1) The big fights, the important fights, take 25 years or more. The transformative fights, the nation-wide or trans-regional transformations, take 25-50 years.

2) When any government seeks to repress discontent by suspending the due process of law, stand by for a revolution.

3) Fighting this revolution, without a friendly country adjacent to South Africa, and with South African mercenaries and forces all too able to strike at will across Africa, was very very hard. Bomb-making, communications, all hard.

4) Camaraderie should not be allowed to undermine operational security and counterintelligence. From day one, misplaced faith and lax checking of backgrounds was very costly, and the ANC was riddled with informers, many of them passed through the US and UK.

5) The Russians, East Germans, and Cubans all provided aid with no strings attached–indeed, the West's excessive propaganda against communism actually inspired interest in communism. This book is one of the best references I have found, as a US intelligence professional, with respect to the good done by the so-called “main enemy” in the specific case of South Africa.

6) I believe the author when he recounts discussions with Russians focusing on the defense nature of their military investments, and their longer-term strategic focus on beating US capitalism in a straight-up economic competition with socialism. I had to think as I worked through this section: if Ronnie Kasrils could have these discussions, how could CIA get it so wrong all those years?

7) Across the entire book is a full range of clandestine technique. These guys knew how to use newspaper ads, codes, changes in times and dates, pre-arranged blind meetings, brush passes, dead drops, the whole nine yards. They lived it–and unlike US spies, who get sent home, if they failed at undercover operations they paid with their lives or spent years–sometimes decades–in prison.
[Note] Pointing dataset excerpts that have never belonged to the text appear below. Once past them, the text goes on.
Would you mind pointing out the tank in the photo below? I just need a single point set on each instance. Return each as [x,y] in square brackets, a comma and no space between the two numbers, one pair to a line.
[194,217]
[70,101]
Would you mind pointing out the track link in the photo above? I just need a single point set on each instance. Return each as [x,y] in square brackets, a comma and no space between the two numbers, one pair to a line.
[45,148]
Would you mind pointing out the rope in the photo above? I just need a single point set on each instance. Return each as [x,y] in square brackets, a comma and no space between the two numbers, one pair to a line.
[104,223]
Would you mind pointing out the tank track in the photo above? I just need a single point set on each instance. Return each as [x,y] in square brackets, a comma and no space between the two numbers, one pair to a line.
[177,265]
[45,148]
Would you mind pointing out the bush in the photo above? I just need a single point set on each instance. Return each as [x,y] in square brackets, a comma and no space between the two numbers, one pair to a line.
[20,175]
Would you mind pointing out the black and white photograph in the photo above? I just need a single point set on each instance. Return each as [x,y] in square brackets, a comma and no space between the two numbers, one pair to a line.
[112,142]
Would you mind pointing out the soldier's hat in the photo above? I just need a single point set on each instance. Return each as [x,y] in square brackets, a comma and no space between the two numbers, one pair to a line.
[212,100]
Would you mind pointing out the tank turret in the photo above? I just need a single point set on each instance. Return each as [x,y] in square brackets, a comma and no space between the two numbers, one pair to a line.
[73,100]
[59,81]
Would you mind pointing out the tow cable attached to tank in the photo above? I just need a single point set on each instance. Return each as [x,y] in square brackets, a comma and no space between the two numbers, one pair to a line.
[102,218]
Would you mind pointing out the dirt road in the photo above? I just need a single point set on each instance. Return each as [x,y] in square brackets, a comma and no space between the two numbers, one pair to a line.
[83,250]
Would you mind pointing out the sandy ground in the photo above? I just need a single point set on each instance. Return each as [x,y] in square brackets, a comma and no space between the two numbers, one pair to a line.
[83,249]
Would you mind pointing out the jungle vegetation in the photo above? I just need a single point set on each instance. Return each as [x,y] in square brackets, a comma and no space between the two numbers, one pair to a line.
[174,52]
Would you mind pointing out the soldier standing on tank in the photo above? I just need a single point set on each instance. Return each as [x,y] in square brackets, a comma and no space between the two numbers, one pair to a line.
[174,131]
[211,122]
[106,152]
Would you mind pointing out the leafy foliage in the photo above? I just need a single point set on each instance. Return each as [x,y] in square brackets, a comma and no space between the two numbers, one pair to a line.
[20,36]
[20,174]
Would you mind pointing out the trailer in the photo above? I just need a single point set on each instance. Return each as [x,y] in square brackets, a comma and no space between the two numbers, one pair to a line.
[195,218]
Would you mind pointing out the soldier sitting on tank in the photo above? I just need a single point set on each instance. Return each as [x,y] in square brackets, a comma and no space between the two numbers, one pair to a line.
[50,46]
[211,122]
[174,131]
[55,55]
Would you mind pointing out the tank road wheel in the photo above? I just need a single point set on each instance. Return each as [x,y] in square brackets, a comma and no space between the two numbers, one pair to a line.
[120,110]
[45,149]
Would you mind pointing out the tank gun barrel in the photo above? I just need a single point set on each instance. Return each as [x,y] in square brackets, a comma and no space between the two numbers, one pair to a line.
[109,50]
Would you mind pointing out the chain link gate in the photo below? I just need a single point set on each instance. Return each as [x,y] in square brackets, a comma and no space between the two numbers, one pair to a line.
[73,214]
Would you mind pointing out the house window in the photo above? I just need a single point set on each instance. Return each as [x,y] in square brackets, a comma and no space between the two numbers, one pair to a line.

8) The United Kingdom gets high marks for its balanced reception of ANC officers, and Scotland Yard gets the best marks of all.

9) Key elements of the ANC victory, apart for the grotesque self-destructive nature of apartheid, were persistence, propaganda, infrastructure, and training. Their leadership was clever, strategic, and focused. The ANC also understood that politics was as important as tactical and technical training–the moral is to the material as 10:1 and all that good stuff.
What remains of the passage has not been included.